I have my own opinions, but I’m interested in hearing yours.

The basic concept is to link up the Mall/City Park complex with a new Expressway. Apparently, the project is on the Chamber’s wish list.

I created this map as a rudimentary illustration:

centralparkwayconcept

And here’s the affected area, as it now looks from space:

picture-22

picture-23

6 thoughts

  1. Lamar,

    As a child, my brother and I were often told as we drove through that area in our parents car “Lock your doors kids “we’re in @&$$&* town”….but that was 40 years ago.

    As an adult, I have imagined this area (the blocks between Mason and Overton) as a great place for a large linear park that would connect the riverfront trail and the I-49 greenbelt with City Park.

    Many folks I have talked to also agree that this would be a good idea. I sometimes wonder what their motivation is though.

    In my opinion the linear park could be an asset to the Sonia Quarters neighborhood and possibly spur some re-development in the area that would ultimately increase property values and the overall quality of the neighborhood.

    My hunch is that most people (including the Chamber)would like to bulldoze the entire neighborhood and start from scratch. Problem is, all those folks who live there have to go somewhere and I suspect that most aren’t able to just “pack up and move”.

    A linear park could be part of a more systemic approach to changing the landscape of neighborhood without destroying it’s endemic charachter.

    What say you????

  2. Lamar…remember my crazy fitness trail idea? That was pretty much a series of linear parks like Darren mentioned. I still think slow speed pedestrian centric transit options is that that area needs.

    If the chamber wants more access to/from the mall area, why not expand Broadway and continue it across the river with a new bridge there. Or, Continue Papermill Cut-Off Road across the Red to link back up with I-49?

  3. The only problem I see is that in the future the mall may share the same fate as Shreveport’s Mall.
    It may end up empty or with a big church and one outlet store. . The City Park , hopefully will
    remain an attraction. Your idea has merit using existing streets with easier access feeder street to them.

  4. First, please understand that my homemade map is a rough approximation of a concept, and the plan is much more sophisticated than I have illustrated.
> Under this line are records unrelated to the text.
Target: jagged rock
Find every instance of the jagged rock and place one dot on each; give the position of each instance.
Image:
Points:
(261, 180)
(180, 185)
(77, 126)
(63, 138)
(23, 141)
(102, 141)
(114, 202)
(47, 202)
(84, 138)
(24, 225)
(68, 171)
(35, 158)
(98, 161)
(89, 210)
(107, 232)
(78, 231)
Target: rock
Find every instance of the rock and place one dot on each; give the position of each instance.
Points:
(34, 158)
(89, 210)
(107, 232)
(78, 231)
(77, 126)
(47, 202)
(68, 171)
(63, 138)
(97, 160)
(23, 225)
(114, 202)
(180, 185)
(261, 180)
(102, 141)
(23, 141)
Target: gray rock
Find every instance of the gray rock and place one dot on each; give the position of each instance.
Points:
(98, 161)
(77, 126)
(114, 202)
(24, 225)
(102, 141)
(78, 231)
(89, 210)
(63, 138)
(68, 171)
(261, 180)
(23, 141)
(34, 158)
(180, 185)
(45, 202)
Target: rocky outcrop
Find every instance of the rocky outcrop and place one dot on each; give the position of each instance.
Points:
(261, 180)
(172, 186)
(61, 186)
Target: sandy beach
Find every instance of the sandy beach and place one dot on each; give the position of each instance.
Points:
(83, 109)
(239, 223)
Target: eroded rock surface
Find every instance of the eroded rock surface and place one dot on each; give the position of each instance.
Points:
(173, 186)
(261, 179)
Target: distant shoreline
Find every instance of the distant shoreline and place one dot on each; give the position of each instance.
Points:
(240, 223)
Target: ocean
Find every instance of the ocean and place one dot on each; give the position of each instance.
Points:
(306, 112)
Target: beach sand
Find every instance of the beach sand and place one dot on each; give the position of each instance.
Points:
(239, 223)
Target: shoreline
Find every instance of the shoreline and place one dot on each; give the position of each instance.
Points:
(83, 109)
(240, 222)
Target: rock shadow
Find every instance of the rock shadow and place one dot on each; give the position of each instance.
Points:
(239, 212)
Obviously, my arrow goes directly on top of City Park, and no one is suggesting such a route; primarily, this would affect the area I colored in red.

    I’m interested in better utilizing existing routes, and while I think the concept has merit, I wonder if we can augment a current corridor to serve as an arterial that feeds into the Pineville Expressway (with the least possible impact to the built environment in the inner-city).

    So, as an exercise, maybe we can all begin to think more expansively and creatively about traffic communication in this area.

    I’d submit that the solution must be primarily based on the ways in which local traffic patterns “behave.” The solution should serve the resident first.

    I don’t think our mall will share the same fate as Shreveport’s mall on Terry Bradshaw. Our mall has a much larger footprint and very aggressive ownership and management.

  5. I like the idea of the connection of Masonic Dr. to the Pineville Expressway. A connection only strengthens the idea of reinvigorating Lee St. as a major commercial corridor between the Mall and downtown. My proposal would include the direct connection of the Expressway to Lee St., with the only loss of some small businesses, thus bringing visitors directly into the commercial corridor upon entering the city, as opposed to driving through a neglected residential neighborhood.

  6. Ben, amen!

    The Lee Street solution is logical and best utilizes existing infrastructure and assets.

    I worry that any attempt to reinvent or construct a similar route to the Expressway from the Mall/City Park complex would distract and further isolate Lee Street.

    And as luck would have it, Lee Street is also a SPARC corridor.